Posted by: bluestatedon | Jun 26, 2008 7:47:54 PM
I don't buy the argument that the oil price simply reflects the falling $ and ever more voracious world demand. Did another China appear in the last 6 months? Did the $ lose half its value? What if this is simply "safe haven" investing by funds that has created another bubble? If you look back in history there have been many oil price spikes and they all end the same way...
Eric says the 70s oil price spike was sudden and 'artificial'. But what could be more artificial than a huge jump in the price of oil because of something unstable in Nigeria (shock, horror!!) or because Libya is jawboning about how they are talking about reducing production (and this just after an increase in US crude inventories) ?

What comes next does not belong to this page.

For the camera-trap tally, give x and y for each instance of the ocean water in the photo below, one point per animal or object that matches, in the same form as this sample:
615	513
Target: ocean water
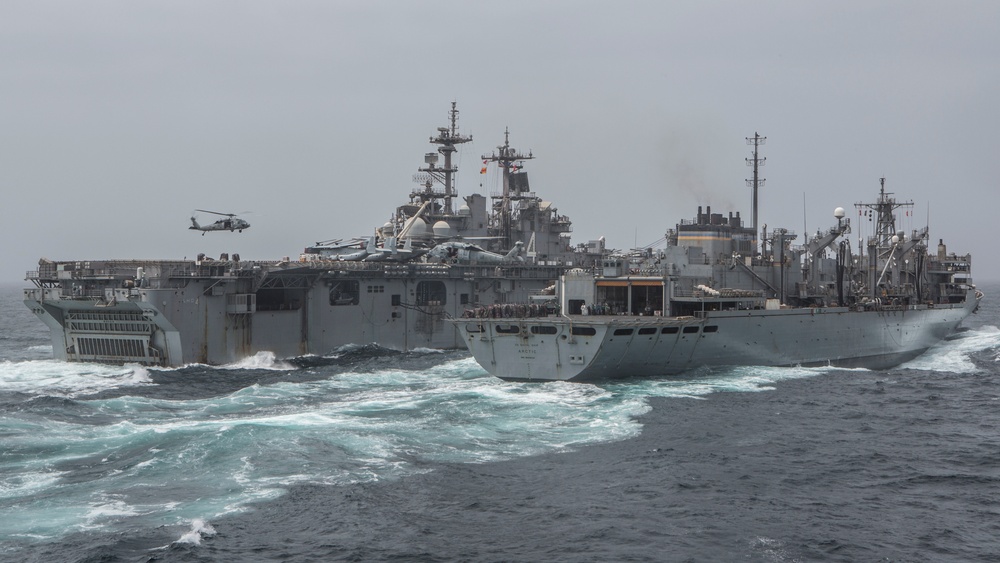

The exaggerated buying of oil futures in response to recent supply threats and rumours, and the modest selling in response to actual declining demand NEWS is surely characteristic of the very late stages of a bubble, no? Of course this could go on for some time - but not for ever. The law of supply and demand can reassert itself surprisingly quickly as asset classes start to roll over. Nikkei, NASDAQ, US housing, oil at the end of the past price spikes...
But how can oil prices come down? (hint: astronomical prices cause a fall in economic activity and demand, which will cause a drop in the price of oil, which would decrease imports, which would strengthen the $, which would cause a drop in the price of oil....) this is called negative feedback. It's simply the opposite of what we have seen since August 2007. When do we flip the switch? I am not sure, but probably sooner than a lot of fund managers are counting on. The only new danger would be another Fed rate cut, which seems to be off the table.